Ti Kwan Leep is a sketch comedy recording by the Canadian comedy troupe The Frantics. It appeared on their 1987 album Boot to the Head.

In the skit, an Eastern martial arts master starts off his class by explaining the basic philosophy of a fictional martial art called "Ti Kwan Leep" (take one leap). An impatient student in the class named Ed Gruberman interrupts the master, wanting to skip the philosophy and learn how to "beat people up". After the master is interrupted several times while using Zen koans to demonstrate the virtue of patience, he agrees to show Gruberman some moves, and gives him a "Boot to the Head" (a catch phrase of the troupe that started in their 1984 sketch Last Will and Temperament). The situation rapidly escalates until the entire class is left beaten and broken; their moans and groans then become the "Ommmmm" of meditation.
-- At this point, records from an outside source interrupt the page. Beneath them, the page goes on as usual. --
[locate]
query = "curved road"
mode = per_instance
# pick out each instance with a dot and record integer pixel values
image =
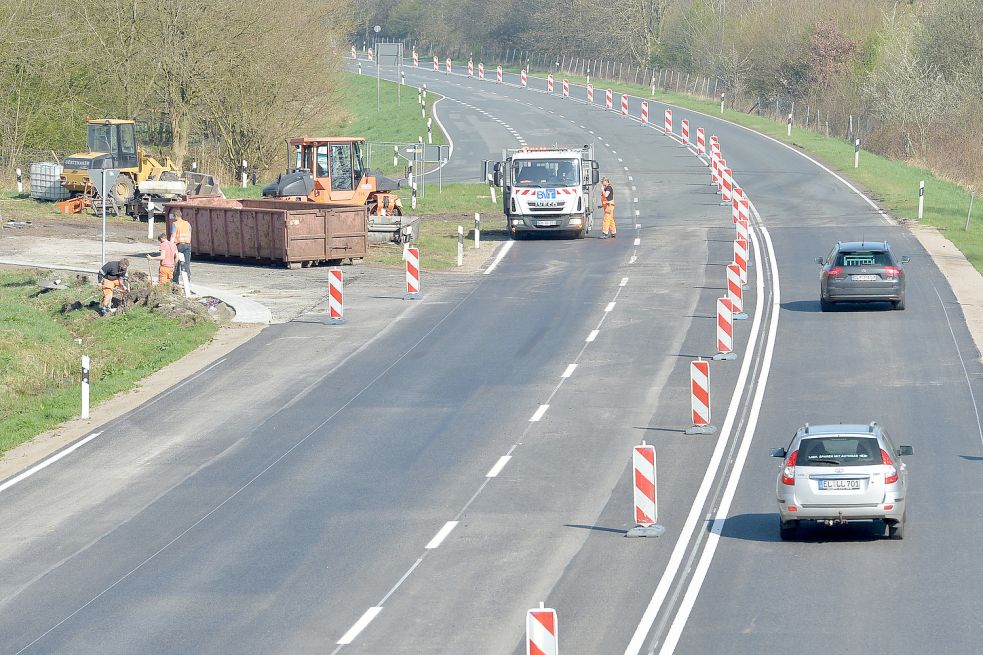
(420, 493)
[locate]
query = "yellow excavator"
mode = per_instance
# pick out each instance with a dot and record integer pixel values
(144, 183)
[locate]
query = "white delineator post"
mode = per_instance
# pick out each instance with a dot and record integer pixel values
(699, 389)
(336, 296)
(541, 631)
(645, 493)
(725, 331)
(184, 276)
(921, 200)
(735, 292)
(412, 274)
(85, 386)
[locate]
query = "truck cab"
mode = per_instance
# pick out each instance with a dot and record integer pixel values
(548, 189)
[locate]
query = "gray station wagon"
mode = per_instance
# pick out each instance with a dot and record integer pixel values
(861, 271)
(833, 474)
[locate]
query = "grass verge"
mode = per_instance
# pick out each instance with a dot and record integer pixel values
(892, 183)
(41, 347)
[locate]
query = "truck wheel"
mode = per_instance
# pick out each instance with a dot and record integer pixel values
(122, 191)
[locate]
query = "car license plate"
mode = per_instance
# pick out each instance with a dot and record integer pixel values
(839, 484)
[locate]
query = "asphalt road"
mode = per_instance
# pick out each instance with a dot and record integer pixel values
(297, 497)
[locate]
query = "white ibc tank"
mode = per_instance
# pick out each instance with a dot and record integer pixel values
(46, 181)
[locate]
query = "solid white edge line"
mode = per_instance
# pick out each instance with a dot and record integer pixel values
(360, 625)
(499, 465)
(720, 518)
(441, 535)
(694, 518)
(498, 258)
(48, 462)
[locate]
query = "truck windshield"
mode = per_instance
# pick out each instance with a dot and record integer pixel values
(546, 173)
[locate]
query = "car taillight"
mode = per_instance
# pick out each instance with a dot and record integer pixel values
(788, 473)
(892, 473)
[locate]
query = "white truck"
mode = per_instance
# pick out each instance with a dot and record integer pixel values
(548, 189)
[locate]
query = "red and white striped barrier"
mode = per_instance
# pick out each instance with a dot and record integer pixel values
(336, 296)
(725, 330)
(736, 203)
(735, 291)
(741, 257)
(645, 494)
(699, 385)
(541, 631)
(412, 274)
(728, 186)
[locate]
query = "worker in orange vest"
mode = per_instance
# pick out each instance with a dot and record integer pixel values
(181, 236)
(608, 228)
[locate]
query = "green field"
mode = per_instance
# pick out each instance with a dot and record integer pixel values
(41, 349)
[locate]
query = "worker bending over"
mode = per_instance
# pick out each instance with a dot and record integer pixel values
(112, 275)
(608, 228)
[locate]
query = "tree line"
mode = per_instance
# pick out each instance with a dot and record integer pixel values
(217, 81)
(905, 75)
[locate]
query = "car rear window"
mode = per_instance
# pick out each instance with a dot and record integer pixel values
(839, 451)
(864, 258)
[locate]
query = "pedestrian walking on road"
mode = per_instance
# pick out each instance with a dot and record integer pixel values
(608, 228)
(181, 237)
(112, 275)
(167, 259)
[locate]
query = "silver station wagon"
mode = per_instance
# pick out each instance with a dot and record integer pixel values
(833, 474)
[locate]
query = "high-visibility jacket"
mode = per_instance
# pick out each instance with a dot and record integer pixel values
(181, 231)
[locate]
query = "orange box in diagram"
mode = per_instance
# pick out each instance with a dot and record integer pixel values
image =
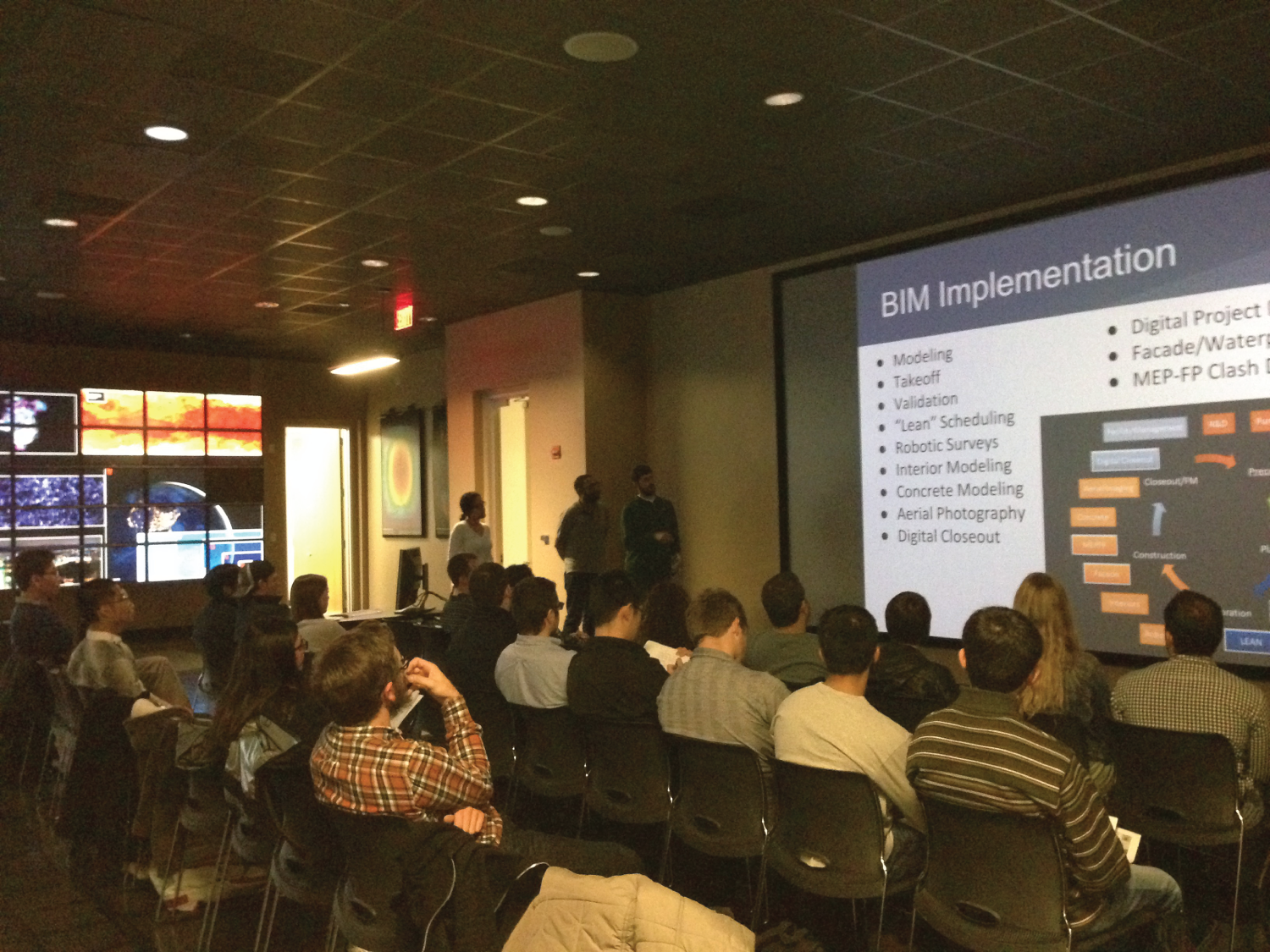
(1096, 545)
(1094, 517)
(1110, 487)
(1125, 603)
(1218, 424)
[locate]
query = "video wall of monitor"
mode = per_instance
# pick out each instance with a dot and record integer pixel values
(129, 484)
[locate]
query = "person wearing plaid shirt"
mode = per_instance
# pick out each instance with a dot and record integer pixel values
(980, 753)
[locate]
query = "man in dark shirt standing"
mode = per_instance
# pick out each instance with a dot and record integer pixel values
(612, 677)
(650, 532)
(36, 631)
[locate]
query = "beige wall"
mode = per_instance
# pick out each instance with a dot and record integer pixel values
(294, 393)
(536, 349)
(711, 429)
(419, 380)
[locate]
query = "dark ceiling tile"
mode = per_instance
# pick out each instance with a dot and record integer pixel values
(317, 127)
(967, 25)
(1158, 19)
(419, 58)
(1018, 108)
(362, 94)
(408, 144)
(467, 118)
(1058, 48)
(949, 86)
(220, 61)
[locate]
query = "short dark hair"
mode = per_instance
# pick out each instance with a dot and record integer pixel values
(488, 584)
(306, 597)
(30, 564)
(96, 593)
(533, 599)
(351, 673)
(908, 619)
(518, 573)
(713, 612)
(1195, 622)
(220, 578)
(782, 598)
(610, 593)
(1002, 647)
(848, 639)
(460, 566)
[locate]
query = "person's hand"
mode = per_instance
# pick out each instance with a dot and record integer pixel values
(469, 820)
(427, 677)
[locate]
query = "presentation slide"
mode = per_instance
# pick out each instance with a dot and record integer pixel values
(1089, 396)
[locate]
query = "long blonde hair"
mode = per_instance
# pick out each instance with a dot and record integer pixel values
(1044, 601)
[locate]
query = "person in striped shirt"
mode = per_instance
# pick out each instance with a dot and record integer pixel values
(980, 753)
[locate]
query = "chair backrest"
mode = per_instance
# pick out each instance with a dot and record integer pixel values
(627, 771)
(1175, 786)
(904, 711)
(721, 806)
(828, 837)
(993, 881)
(550, 756)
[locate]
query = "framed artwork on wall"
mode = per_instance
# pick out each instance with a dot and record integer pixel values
(401, 472)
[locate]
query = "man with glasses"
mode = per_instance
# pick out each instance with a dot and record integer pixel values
(102, 660)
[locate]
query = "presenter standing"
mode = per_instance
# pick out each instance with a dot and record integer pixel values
(650, 533)
(470, 535)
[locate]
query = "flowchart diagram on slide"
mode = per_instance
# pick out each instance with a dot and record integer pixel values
(1140, 504)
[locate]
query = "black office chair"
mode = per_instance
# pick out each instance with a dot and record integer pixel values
(830, 838)
(1179, 787)
(549, 756)
(721, 805)
(996, 883)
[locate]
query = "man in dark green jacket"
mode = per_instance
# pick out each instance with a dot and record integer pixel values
(650, 532)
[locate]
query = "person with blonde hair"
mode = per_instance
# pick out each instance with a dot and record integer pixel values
(1069, 682)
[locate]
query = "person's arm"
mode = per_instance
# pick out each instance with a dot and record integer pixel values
(1095, 858)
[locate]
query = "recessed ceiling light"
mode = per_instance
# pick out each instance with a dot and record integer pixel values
(601, 47)
(371, 363)
(167, 134)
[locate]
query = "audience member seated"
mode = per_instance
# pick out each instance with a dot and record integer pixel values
(832, 726)
(533, 669)
(259, 596)
(215, 626)
(102, 660)
(310, 598)
(902, 669)
(1071, 682)
(459, 606)
(785, 650)
(612, 677)
(362, 764)
(36, 631)
(980, 753)
(475, 647)
(665, 619)
(714, 696)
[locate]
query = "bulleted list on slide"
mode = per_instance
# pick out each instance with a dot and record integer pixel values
(1124, 449)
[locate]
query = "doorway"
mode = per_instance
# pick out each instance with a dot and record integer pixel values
(319, 515)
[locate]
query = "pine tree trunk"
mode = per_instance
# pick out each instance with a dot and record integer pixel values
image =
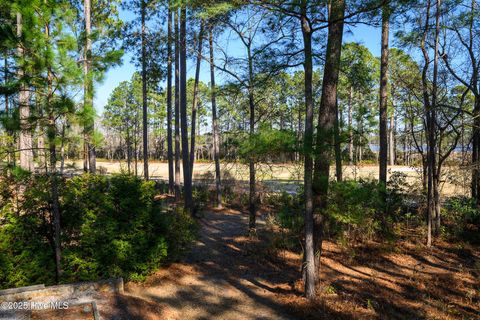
(51, 134)
(383, 97)
(350, 126)
(195, 99)
(216, 141)
(252, 199)
(171, 180)
(391, 143)
(25, 135)
(144, 94)
(177, 109)
(475, 151)
(88, 92)
(187, 184)
(338, 147)
(309, 255)
(326, 121)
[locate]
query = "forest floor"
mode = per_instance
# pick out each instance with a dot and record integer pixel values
(287, 176)
(228, 275)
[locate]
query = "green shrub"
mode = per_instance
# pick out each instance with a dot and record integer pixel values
(462, 219)
(354, 209)
(110, 227)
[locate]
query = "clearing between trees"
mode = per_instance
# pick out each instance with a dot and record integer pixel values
(231, 276)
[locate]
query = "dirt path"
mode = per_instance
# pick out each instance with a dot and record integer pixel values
(218, 280)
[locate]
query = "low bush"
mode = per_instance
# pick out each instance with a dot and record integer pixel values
(461, 219)
(110, 227)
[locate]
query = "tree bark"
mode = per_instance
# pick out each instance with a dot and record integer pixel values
(171, 182)
(326, 121)
(309, 271)
(338, 147)
(383, 97)
(195, 98)
(51, 134)
(177, 109)
(350, 126)
(391, 143)
(144, 94)
(25, 135)
(88, 91)
(187, 183)
(216, 141)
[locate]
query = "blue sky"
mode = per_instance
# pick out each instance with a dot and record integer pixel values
(366, 35)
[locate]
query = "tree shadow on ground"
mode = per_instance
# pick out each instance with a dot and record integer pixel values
(233, 270)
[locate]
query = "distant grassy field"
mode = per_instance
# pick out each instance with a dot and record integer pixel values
(455, 180)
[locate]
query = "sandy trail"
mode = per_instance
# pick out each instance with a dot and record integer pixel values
(217, 280)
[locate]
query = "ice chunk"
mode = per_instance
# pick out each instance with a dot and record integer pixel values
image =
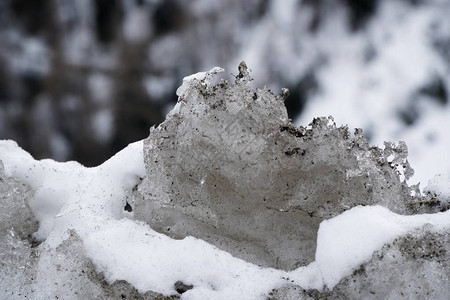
(414, 266)
(227, 166)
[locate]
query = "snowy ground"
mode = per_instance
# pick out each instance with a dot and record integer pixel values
(90, 201)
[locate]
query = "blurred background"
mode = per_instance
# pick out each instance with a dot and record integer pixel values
(80, 79)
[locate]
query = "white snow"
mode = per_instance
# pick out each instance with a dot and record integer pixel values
(90, 201)
(206, 77)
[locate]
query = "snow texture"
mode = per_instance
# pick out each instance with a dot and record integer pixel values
(227, 166)
(66, 231)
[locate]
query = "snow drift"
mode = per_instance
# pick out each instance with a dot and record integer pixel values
(226, 199)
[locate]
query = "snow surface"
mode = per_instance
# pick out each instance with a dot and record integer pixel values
(90, 201)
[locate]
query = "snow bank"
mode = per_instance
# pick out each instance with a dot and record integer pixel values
(88, 244)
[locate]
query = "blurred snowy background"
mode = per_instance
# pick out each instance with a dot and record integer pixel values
(81, 79)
This skit was followed on the album (and often when played on the radio) with the song "Boot to the Head." The two were combined into a single track for disc 2 of the Dr. Demento 20th Anniversary Collection, with a line from "Ti Kwan Leep" containing a mild expletive edited out.

Ed Gruberman also appeared in the Frantics' skit "Army Careers." The name was subsequently used for the main character in the 2009 film Super Capers: The Origins of Ed and the Missing Bullion.